In one place we came across a ring of obsidian pieces, knife-sharp, each taller than Snorri, and aimed skyward though splayed as if some great force at the centre of the circle had pushed them outward. For fifty yards on every side the heath lay blasted, blackened earth with only the occasional twist of heather stem now turned to charcoal. Something silvery gleamed at the centre. Despite our need for haste, Kara angled us toward the ring.

“What is it?” Snorri posed the question to Kara’s back as she approached the standing stones. It looked as if softly glowing pearls laced the black earth within the ring, forming a rough outline of some explosion within. Kara passed between two of the shards and entered the circle. She went to one knee and scraped at the burnt soil with her blade. It seemed as though the glow intensified around her. A moment later she stood, something shining in her hands, making dark sticks of her fingers.

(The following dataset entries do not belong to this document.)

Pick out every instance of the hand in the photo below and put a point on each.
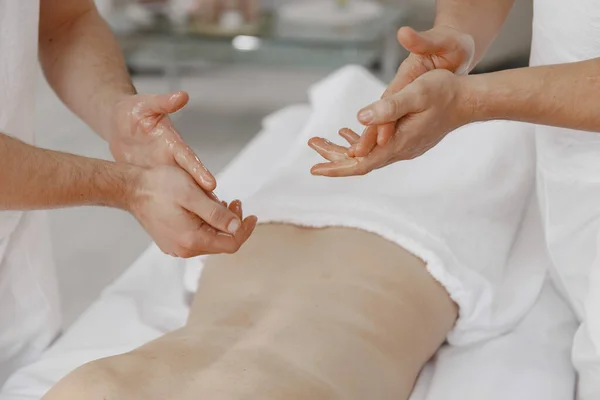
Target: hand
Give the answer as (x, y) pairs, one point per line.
(438, 48)
(172, 208)
(211, 10)
(427, 109)
(142, 134)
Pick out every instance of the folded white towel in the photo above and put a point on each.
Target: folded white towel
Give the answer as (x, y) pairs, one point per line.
(458, 207)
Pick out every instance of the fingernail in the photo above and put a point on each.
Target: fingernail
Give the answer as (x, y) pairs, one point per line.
(366, 115)
(233, 226)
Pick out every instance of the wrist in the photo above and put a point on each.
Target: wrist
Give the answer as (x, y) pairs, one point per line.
(473, 96)
(112, 104)
(120, 184)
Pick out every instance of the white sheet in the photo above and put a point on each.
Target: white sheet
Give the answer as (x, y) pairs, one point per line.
(532, 362)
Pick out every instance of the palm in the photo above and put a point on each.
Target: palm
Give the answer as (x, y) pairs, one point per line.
(144, 135)
(144, 138)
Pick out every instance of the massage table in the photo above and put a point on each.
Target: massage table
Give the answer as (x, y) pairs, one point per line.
(152, 297)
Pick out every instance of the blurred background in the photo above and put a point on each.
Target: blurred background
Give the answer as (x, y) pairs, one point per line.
(236, 72)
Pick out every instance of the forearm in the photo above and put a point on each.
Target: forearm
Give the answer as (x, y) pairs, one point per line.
(482, 19)
(83, 63)
(563, 95)
(34, 178)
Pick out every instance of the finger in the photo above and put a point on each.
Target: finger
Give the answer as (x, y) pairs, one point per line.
(385, 133)
(427, 42)
(328, 150)
(367, 142)
(236, 207)
(350, 136)
(211, 212)
(347, 167)
(389, 109)
(223, 243)
(170, 102)
(189, 161)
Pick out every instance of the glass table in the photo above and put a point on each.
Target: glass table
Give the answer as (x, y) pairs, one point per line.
(173, 49)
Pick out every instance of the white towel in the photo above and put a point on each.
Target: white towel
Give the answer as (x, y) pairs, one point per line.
(458, 207)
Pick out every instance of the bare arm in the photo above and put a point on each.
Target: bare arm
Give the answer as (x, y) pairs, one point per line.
(34, 178)
(82, 61)
(482, 19)
(563, 95)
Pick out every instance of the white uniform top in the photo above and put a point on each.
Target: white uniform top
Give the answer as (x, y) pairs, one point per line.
(569, 180)
(29, 313)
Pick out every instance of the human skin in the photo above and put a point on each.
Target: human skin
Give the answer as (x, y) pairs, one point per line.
(457, 42)
(170, 191)
(164, 199)
(439, 102)
(297, 313)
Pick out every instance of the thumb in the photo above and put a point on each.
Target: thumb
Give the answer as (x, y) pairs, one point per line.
(171, 102)
(428, 42)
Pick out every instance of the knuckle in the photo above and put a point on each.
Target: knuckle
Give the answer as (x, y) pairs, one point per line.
(187, 241)
(185, 253)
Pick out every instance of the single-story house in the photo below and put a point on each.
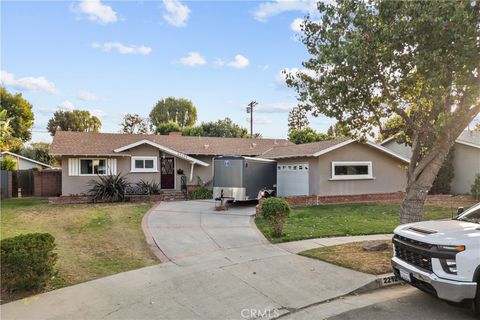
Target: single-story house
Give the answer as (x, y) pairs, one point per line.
(337, 167)
(466, 158)
(24, 163)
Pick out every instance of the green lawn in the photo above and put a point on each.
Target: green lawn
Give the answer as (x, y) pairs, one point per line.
(93, 240)
(345, 220)
(352, 256)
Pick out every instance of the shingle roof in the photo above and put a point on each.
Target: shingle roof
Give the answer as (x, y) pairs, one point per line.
(89, 143)
(470, 137)
(299, 150)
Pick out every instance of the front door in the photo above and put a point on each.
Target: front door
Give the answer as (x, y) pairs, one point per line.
(167, 173)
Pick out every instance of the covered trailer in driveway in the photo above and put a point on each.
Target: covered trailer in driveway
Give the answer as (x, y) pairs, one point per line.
(243, 178)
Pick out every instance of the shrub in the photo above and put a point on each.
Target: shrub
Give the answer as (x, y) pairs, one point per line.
(8, 163)
(108, 188)
(201, 193)
(28, 261)
(475, 189)
(275, 211)
(150, 187)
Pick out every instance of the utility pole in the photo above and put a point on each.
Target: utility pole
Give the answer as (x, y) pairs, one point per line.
(250, 108)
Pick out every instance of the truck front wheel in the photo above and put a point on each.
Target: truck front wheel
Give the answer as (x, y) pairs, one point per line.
(476, 301)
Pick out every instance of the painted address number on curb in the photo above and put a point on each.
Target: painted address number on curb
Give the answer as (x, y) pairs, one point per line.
(389, 280)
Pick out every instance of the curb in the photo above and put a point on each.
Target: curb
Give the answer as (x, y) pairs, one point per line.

When she reached us I saw that what she held was neither silver nor a pearl. “Orichalcum.” She withdrew one hand. A bead of metal the size of a fist rested upon the palm of the other, its surface gleaming, lit with its own silvery light, but broken with sheens of colour like oil on water, moving one into the other, a slow dance, mingling and separating as I watched.

“Will it help us fight the Hardassa?” Snorri asked.

“No.” Kara led the way on. “Take it, Tuttugu.”

Tuttugu accepted the over-sized bead. Immediately the light in it died and it became merely shiny metal, like a solid drop of quicksilver.

“A magic was worked in that circle long ago.” Kara took the bead back and the glow returned. “Orichalcum leaks into the world at such sites, though I’ve never heard of it being found in such quantity. Skilfar has a piece.” She held her thumb and finger out to show how small, pea-sized. “One use for it is to assess a would-be völva’s potential. It has nothing to say of wisdom, but of affinity for enchantment it speaks volumes. This glow is my potential. Training and wisdom will help me put it to good use, as a warrior hones their strengths into skills.”

“And when Skilfar held it out for you to take?” Snorri asked.

Kara shook her head. “She bid me take it from a bowl upon a shelf in her cave. Though weeks later I saw her pass beneath that shelf and the glow from within the bowl was brighter than when I hold it now in my hand.” She held it out to Snorri. “Try it.”

Snorri reached for it, without slowing his pace, and she dropped the orichalcum into his palm. Immediately it lit from within, so bright it made me glance away. “Warm!” He passed it back quickly.